Noisey: Your voice is really captivating, and once "Don’t You Wait" and "Frail Love" came out, they blew me away. How long have you been singing? Was the goal always to be a musician?
Cloves: I was always writing songs, but I don’t think I was trying to be a musician. I think I always enjoyed it and wanted to make an album. I don’t think I ever saw myself being a huge pop star or anything. It’s not my thing to do that side of it. I always wrote songs and played in bands. I’m now in the process of writing an album.

"What’s the inspiration behind your songwriting?
I think they’re in and out of being autobiographical and being around a few different things. For me, I always write from the perspective of other people as well. The last track on the EP, I was watching a super dorky TV show about this psychic woman who told this story of how she was going to marry this man. They met three weeks beforehand, fell in love, got engaged and then he died a couple of weeks before the wedding and was on her own. It’s that stuff that really gets me. Sometimes it’s autobiographical, and sometimes it’s through stories I hear.

Frail Love" is one of the most gorgeous, simple love songs I’ve ever heard. Was that a difficult song to write?
It’s kind of open for interpretation. It can be about anything forgiveness-wise. It’s really about forgiveness—it can be a friend, relationship, not putting the toilet seat down or it can be something really scarring. It’s about forgiveness in general.

You’ve been working with Justin Parker—most famous for working with Lana and Banks. Have you met those artists too? Would you want to collaborate with the other artists he’s produced?
I haven’t met with any of them, but I think they’re all super talented. Justin is next-level talented: he’s such an excellent writer and has a great ear for chords and melodies. He’s real with everything. We sit down and write songs and tell each other exactly what we like and don’t like. He keeps it super real and honest, and I think that’s how we come up with songs that feel real and honest. For us, it’s like, let’s just say it in a way we can make people connect to it, I think.

It’s a standard question, but who have you been influenced by?
My number one is Amy Winehouse. I love Etta James, Fiona Apple, and Paolo Nutini. I loved the last Alabama Shakes record. I love Ben Howard and Mazzy Star. It’s ups and downs, but I feel like my number one girl is Amy.

Did you see the documentary Amy?
Yes, I did. It was absolutely heartbreaking.

After seeing the documentary, do you have any reservations about a rise to fame in the music industry?
My goal overall isn’t really a “rise to fame.” My first set goal I have in my mind is to make a really amazing album. I do think it does depend on the people you have around you. My management and family are really, really amazing so I think that will help in moving forward. Keeping everything super real and not getting ahead of yourself is really important. It’s definitely a massive lesson when you watch it—seeing people not really say or do anything is really upsetting.
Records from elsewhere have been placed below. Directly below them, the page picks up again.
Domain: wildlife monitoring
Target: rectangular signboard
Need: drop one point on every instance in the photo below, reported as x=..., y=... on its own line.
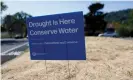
x=57, y=37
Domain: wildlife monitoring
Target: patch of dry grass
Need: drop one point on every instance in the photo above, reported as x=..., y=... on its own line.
x=107, y=59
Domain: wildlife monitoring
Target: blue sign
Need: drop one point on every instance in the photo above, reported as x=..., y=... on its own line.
x=57, y=37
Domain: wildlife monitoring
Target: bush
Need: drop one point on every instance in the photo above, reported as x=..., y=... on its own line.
x=123, y=31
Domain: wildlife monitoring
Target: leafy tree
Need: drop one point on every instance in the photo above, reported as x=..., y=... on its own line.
x=16, y=23
x=94, y=20
x=3, y=6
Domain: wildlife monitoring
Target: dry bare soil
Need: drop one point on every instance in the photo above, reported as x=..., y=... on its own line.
x=107, y=59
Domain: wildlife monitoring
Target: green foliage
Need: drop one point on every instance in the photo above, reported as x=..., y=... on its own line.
x=3, y=6
x=13, y=23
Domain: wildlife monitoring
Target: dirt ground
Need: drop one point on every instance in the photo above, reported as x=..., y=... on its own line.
x=107, y=59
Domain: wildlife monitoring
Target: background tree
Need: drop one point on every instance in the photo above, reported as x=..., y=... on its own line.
x=94, y=20
x=16, y=24
x=3, y=6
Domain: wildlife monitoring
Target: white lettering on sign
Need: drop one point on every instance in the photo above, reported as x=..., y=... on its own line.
x=70, y=21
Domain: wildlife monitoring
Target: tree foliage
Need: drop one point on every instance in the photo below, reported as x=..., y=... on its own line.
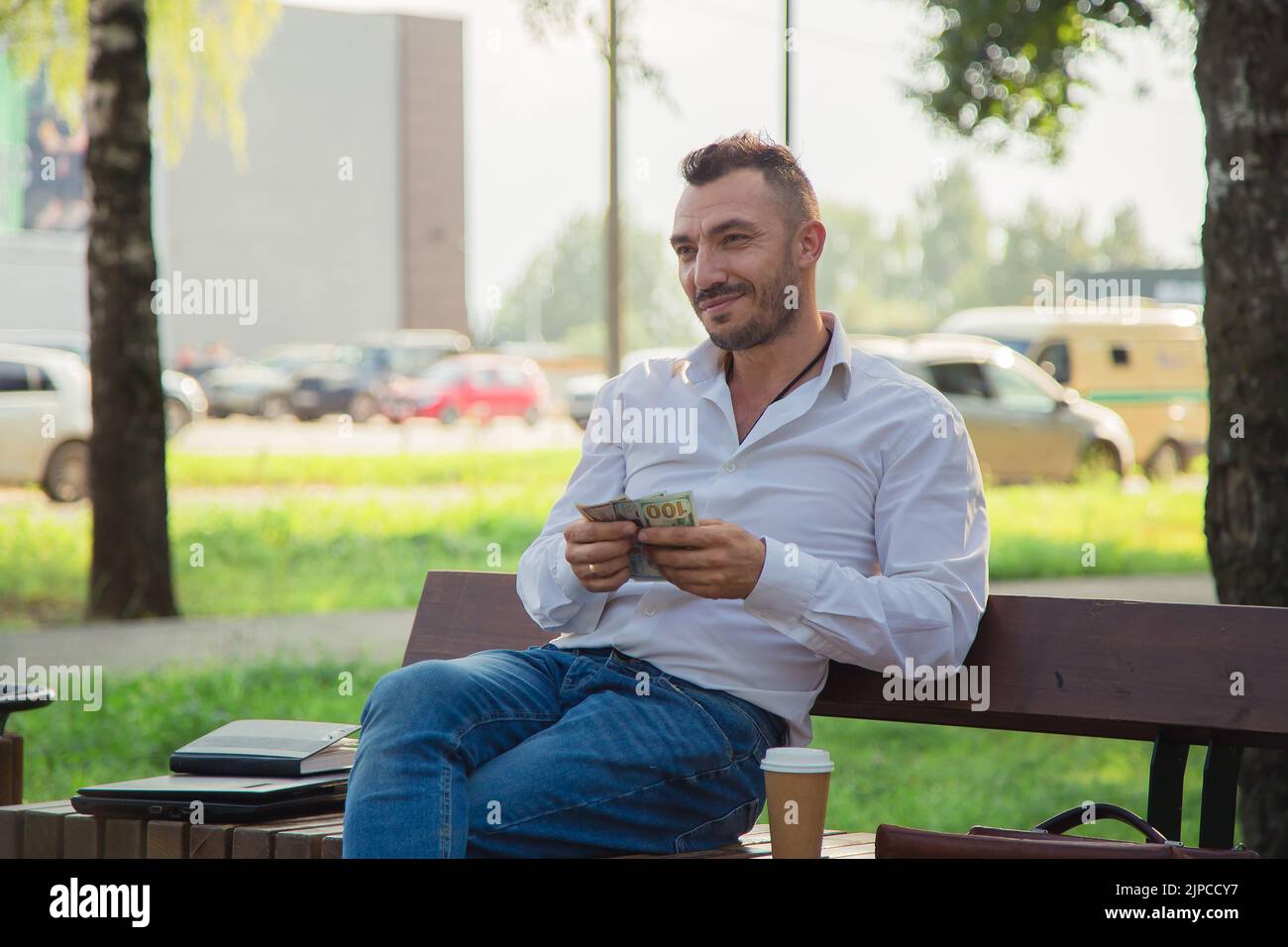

It does bring you back to earth a bit.

You have a great look. What is your go-to style?
I think my style is super mood-dependent. I’m never like, “Oh my God this is my one style.” If I’m having a super happy day, I’ll be wearing some really interesting stuff. I wish you were here because I’m wearing pineapple socks. There are sausage dogs in a hot dog buns all over the socks. If I’m having a moody day, I’ll be wearing a lot of boyish stuff. Stealing my boyfriend’s stuff is a great way to not have to buy clothes. I’ll have super girly days where I want to wear lots of florals or colors.

Since your look is so versatile, who are some of your style icons?
I love Alexa Chung—I think she’s beautiful. I do like a lot of boyish clothes, so I haven’t looked to many female style icons. I always walk to the boys’ section when I shop. They always have really sick t-shirts and stuff you can throw on and be done with for the day. I think as I go along I pick up little things.

What’s your favorite t-shirt that you own?
My favorite t-shirt is a really cool Levi’s one I own that just says “Levi’s” on it. My sister has an amazing t-shirt collection and is always wearing a giant panda on the front, minions or Star Wars on the front.